As more markets enter a cyclical rental upswing, the aggregate net absorption of office space across Asia Pacific’s Tier I cities increased by 27% q-o-q to 1.5 million sqm in 3Q10. New supply additions amounted to 1.3 million sqm, a 12% increase on the previous quarter. In the major financial centres, Hong Kong and Singapore both recorded strong net take-up of office space, while contraction in space came to an end in Tokyo. Relocation and upgrading demand continue to underpin the bulk of the take-up, though there are more instances of expansion in markets such as Hong Kong, Singapore and the Tier I cities of China and India.

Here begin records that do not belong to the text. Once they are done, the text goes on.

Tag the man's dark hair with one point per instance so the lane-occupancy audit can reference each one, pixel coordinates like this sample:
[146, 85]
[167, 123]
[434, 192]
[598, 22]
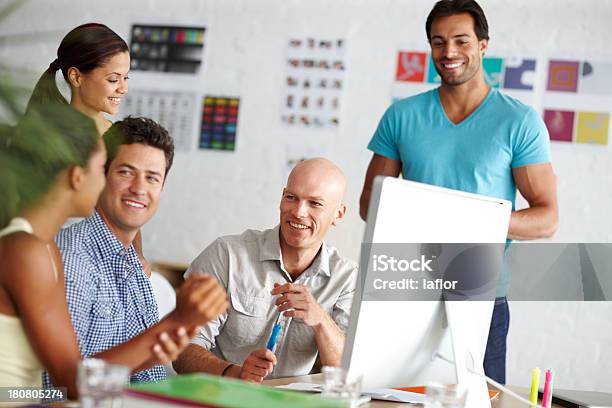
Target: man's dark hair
[445, 8]
[138, 130]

Rents are now increasing across many office markets in the region, with residual declines in a few centres including Seoul, Taipei and some South East Asian locations. In 3Q10, net effective rentals in Tokyo increased for the first time since 1Q08 (+3.7% q-o-q), due to shorter rent-free periods. Net effective rents strengthened the most during the quarter in Singapore (+10.9% q-o-q in Raffles Place) and Beijing (+10.9% in the CBD), closely followed by Hong Kong (+8.6% in Central). Rents were flat or fell moderately in most major Australian cities during 3Q10, though rents in Melbourne have been rising for three successive quarters.

Looking forward, rents are likely to rise the fastest in Hong Kong and Singapore during 2011, with increases of between 15 and 25%. Rental growth is expected to pick up in Tokyo, while growth momentum in China’s Tier I cities is likely to slow from the hectic pace of recent quarters.

Leasing In demand strengthened in the luxury and high-end residential markets in Q3, especially in Greater China and Singapore, but remained subdued in most South East Asian markets. Luxury rents in Hong Kong saw the biggest increase (+4.0% q-o-q), while rents in Singapore and Chinese Tier I cities generally rose by about 2% q-o-q. With corporate expansion resuming and an increasing number of expatriates in markets such as Greater China and Singapore, luxury rentals have entered a cyclical upswing with single digit growth expected for most markets over the next 12 months. Hong Kong and Singapore are likely to see even stronger growth.

Capital values and investment activity both move upward as the investment market continues to strengthen, underpinned by more buoyant investor confidence. Direct commercial property transaction volumes for Asia Pacific amounted to USD 18.2 billion in 3Q10, an increase of 14% q-o-q. Japan, the region’s largest investment market, accounted for close to 30% of total volumes, followed by Australia, Singapore and Hong Kong. The standout performer during the quarter was Singapore which recorded a 360% quarterly increase in investment volumes, largely due to several large office transactions.

Intra-Asian and domestic investors continue to fuel transactions across the region, though inter-regional investors have started to become more active. With further improvements in market fundamentals, we expect aggregate investment volumes for 2010 as a whole to increase by around 15% for the full year compared with 2009.
The market is expected to improve further, with property market fundamentals in Asia Pacific gaining speed. Looking forward, capital values are expected to grow largely in line with rentals in 2011 as investors have already priced in strong future rental growth. With further strengthening in leasing demand, we expect rental growth to pick up in many markets in 2011, with growth in laggard markets accelerating from 2012 onwards.